American fashion model, actor and abstract artist

Denice D. Lewis (born November 28, 1960) is an American fashion model, actor, and abstract artist. Following her modeling career, Lewis returned to America to further study visual arts in Hollywood including photography, fine art painting, and filmmaking. She appeared as an actor in several films, including End of Days (1999) with Arnold Schwarzenegger, and television shows such as Red Shoe Diaries.

==Acting career==
Alongside appearances in music videos such as Kiss and Tell by Bryan Ferry, Slow Rivers by Elton John and Cliff Richard, and I'm Too Sexy by Right Said Fred; Lewis pursued an acting career.

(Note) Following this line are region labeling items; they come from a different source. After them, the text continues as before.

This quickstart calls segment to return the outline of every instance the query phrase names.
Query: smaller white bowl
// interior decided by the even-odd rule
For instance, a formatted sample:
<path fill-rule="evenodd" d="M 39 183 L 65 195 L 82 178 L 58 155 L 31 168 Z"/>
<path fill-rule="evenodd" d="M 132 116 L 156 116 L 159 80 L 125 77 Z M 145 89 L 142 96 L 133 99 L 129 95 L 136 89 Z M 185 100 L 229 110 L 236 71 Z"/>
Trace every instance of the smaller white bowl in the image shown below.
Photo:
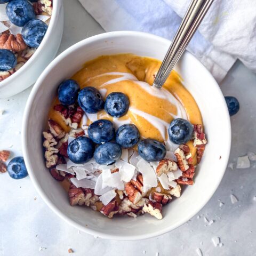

She landed various parts in episodes of the TV shows Red Shoe Diaries, Burke's Law (January 1994), Silk Stalkings, and Renegade. She also appeared in films, including H.P. Lovecraft’s Necronomicon: Book of the Dead as the drowned wife, Ed Wood’s I Woke Up Early the Day I Died, and as Arnold Schwarzenegger’s wife in End of Days.

===Music videos===

| Year | Title | Artist |
|---|---|---|
| 1980 | "Shandi" | Kiss |
| 1992 | "I'm Too Sexy" | Right Said Fred |
| 1991 | "Senza una donna" | Zucchero Fornaciari and Paul Young |
| 1990 | "Everytime You Leave" | Conspiracy |
| 1987 | "Kiss and Tell" | Bryan Ferry |
| 1986 | "Slow Rivers" | Elton John and Cliff Richard |
| 1985 | "The Flame" | Arcadia |

===Television===

| Year | Title | Role |
|---|---|---|
| 1995 | Renegade | Dominique |
| 1995 | Silk Stalkings | Shannon St. John |
| 1994–1995 | Burke's Law | Kate Lipton |
| 1993–1995 | Red Shoe Diaries | Ester/Precious |
| 2009 | Dodi Al-Fayed: What Really Happened (Channel 4 documentary) | Herself |

===Film===

| Year | Title | Role |
|---|---|---|
| 1999 | End of Days | Emily |
| 1999 | Diamondbacks | Elizabeth Pierson |
| 1998 | I Woke Up Early the Day I Died | Star Stripper |
| 1993 | Necronomicon: Book of the Dead | Emma De Lapoer |

===Magazine covers===

| Magazine | Issue |
|---|---|
| Town & Country | May 1988^{[citation needed]} |
| Tatler | July/August 1988 |
| Tatler | December 1989^{[citation needed]} |
| People | February 3, 1991 |
| Telegraph | March 16, 1991 |

==Personal life==

In the early 2000s, Lewis during a hiatus from public life, became an abstract impressionist artist in Los Angeles specializing in memorial paintings in which the ashes of the deceased are mixed with the pigment. Lewis married Al Seckel in Las Vegas in 2004. Though they apparently separated, and Sekel later remarried before his death in 2015, the marriage was never annulled.